Gobblers pick at food as they soak up the morning sun on the sheltered side of a windbreak. Photograph by Tes Randle Jolly
The otherwise peaceful winter morning was disrupted by two dozen strutters and subordinate toms aggressively gobbling, challenge-purring, and posturing as they made their way to my tail fan. I tried to sort out the best beards in this approaching wave, but it didn’t matter. These were all adult gobblers, and at least 50 more longbeards were coming behind the first gang. The legal limit was four. If they separated, I might have the chance to fill all my tags in this single crazy calling session.
This is my favorite of all turkey hunts—the winter season in Kansas. A hunter will see more turkeys, hear more turkeys, and potentially call in more gobblers now than during any other season of the year. This is true not only in Kansas, but also in its neighboring states, including Nebraska and South Dakota.
Virginia and other states east of the Mississippi reopen their turkey season in January, providing hunters with winter opportunities as well, but wintering flocks of Easterns are generally not as large as those of Rios found across the open plains.
Adding to the appeal of a Sunflower State hunt are limits that are double those of the spring season. Plus, the season extends to the end of January, which means you can combine turkey hunting with some fantastic waterfowling.
THE UNDISCOVERED APPEAL OF WINTER HUNTING
Hunters who pursue turkeys in late December or in January often get access to private lands that are closed to deer hunters during the gun season. There is virtually nobody turkey hunting in January. That may be because of the sometimes brutal cold and snowy weather, or it may simply be because hunters have yet to discover this opportunity.
The sight of hundreds of wild turkeys in their winter flocks is something to behold, and the turkey vocalizations can be intense and almost deafening when you’re close to the roost. The birds generally segregate according to sex, and they will be bunched together when they’re at a common food source. I’ve seen gobbler groups that exceeded a hundred.
Tracks point the way to a big group of turkeys in Indiana. Photograph by Bill Konway / Images on the Wildside
These birds are often a mix of Rios, Easterns, and Merriams, or hybrids of all three. In the open country of Kansas, Nebraska, and South Dakota, the birds are very visible, providing the hunter with the opportunity to develop his strategy.

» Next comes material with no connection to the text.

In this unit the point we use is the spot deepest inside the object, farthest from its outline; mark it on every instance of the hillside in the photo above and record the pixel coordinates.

My approach is simple: Get as close to that gobbler group as possible and then set up undetected, generally in the edge of timber, along a brushy fence line, or in other cover. Then I place my tail fan or a Montana Decoy strutter between my calling position and the turkeys. Once I return to cover, I begin gobbling on a tube, and I throw in challenge-purring and gobbler clucking on a double slate and mouth yelper. I try to make as much commotion as possible, which includes using a dried turkey wing or my cap to flog the ground or my pant leg. This simulates the almost constant fighting and reestablishment of the pecking order that goes on within a gobbler group from the time they fly down from the roost in the morning until they fly up in the afternoon.
I watched that flock of Kansas gobblers approach my setup, and then I watched the toms flogging and spurring my tail fan, I had to wait carefully until a single longbeard peeled off to the side of the melee. I needed to keep my 20-gauge load of tungsten-alloy 7s from taking out multiple birds. Even with four tags in my pocket, I didn’t want to end the hunt on the first morning.